Though child mortality under the age of five has come down considerably from 11.5 per cent in the last survey in 2003, through efforts such as immunisation, the number is still high.

“If women are not guaranteed that their child will live to adulthood, they will give birth to more of them so that in case two die, they have three left. It is a security precaution they take, but at the expense of the country in terms of social and economic impact,” said Mr Alfred Khang’ati, an assistant minister in the Office of the Prime Minister.

The current issue of The Economist echoes this sentiment by pointing out that since child mortality is higher in poor countries, the replacement rate is also much higher compared to rich countries.

The 2008/2009 DHS has reported the lowest fertility rate in the history of the country, at 46 children per 1,000 or 4.6 per cent, half the rate in 1975.

However, despite the rosy picture, experts point out that it is still too high.

“As a country, we can not develop in any significant way since demand will always outstrip supply. At the end of the day, the government will not meet the needs of the population,” said Mr John Mukui, a development policy consultant.

The global average fertility rate is 2.3 per cent. On a positive note, 92 per cent of Kenyan women attend ante natal care, which has helped to reduce child mortality.

But child delivery at health facilities remains a big challenge, currently standing at 43 per cent.

Vision 2030, the country’s development blueprint, has noted the high population growth as a key challenge.

At the current rate, analysts say the growth will impede targets set in Vision 2030.

But as the country struggles to curb child mortality, more efforts will need to be made on family planning measures as it is a key driver of controlling population growth.

It is not until the 2008/2009 budget that the government took family planning under its wing, previously left to willing donors.

Fertility rates are much high in rural areas, at five children per woman.

In urban areas, with access to family planning centres and better health care facilities, fertility stands at 2.9.

Only 46 per cent of married women surveyed use family planning methods.

The link between poverty and fertility is another major factor affecting development and planning.

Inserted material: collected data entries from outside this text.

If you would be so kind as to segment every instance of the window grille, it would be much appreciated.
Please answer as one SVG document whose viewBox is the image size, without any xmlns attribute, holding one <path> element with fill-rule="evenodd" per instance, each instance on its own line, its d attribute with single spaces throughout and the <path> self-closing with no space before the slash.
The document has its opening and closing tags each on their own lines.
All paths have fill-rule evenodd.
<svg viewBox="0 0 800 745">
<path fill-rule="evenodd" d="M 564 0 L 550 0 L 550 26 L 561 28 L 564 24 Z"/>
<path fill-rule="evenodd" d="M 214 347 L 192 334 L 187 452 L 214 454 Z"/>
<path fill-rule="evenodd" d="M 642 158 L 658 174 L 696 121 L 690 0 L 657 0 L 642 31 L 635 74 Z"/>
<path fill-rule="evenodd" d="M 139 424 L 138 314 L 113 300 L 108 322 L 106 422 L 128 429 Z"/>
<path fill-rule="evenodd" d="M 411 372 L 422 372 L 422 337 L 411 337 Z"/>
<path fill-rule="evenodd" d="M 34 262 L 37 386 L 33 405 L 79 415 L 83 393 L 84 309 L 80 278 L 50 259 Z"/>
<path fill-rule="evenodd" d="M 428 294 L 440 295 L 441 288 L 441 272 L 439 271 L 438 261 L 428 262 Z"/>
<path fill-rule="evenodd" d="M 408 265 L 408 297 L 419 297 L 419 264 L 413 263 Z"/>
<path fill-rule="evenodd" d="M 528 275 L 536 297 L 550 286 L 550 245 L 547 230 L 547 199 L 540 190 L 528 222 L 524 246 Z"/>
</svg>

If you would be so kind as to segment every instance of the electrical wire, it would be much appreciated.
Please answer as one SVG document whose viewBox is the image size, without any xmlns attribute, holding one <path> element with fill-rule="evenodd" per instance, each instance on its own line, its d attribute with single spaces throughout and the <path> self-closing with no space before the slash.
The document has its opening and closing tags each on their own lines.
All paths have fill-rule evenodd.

Mr Christopher Omollo, a senior manager in population and social statistics, told Business Daily that North Eastern province had the highest fertility rate of about 5.6 compared to Central and Nairobi at about two.

Slowing down population growth has its merits.

“The government can adequately provide for its citizenry,” said Mr Khang’ati.

The survey, done once every five years, used a sample size of 10,000 households.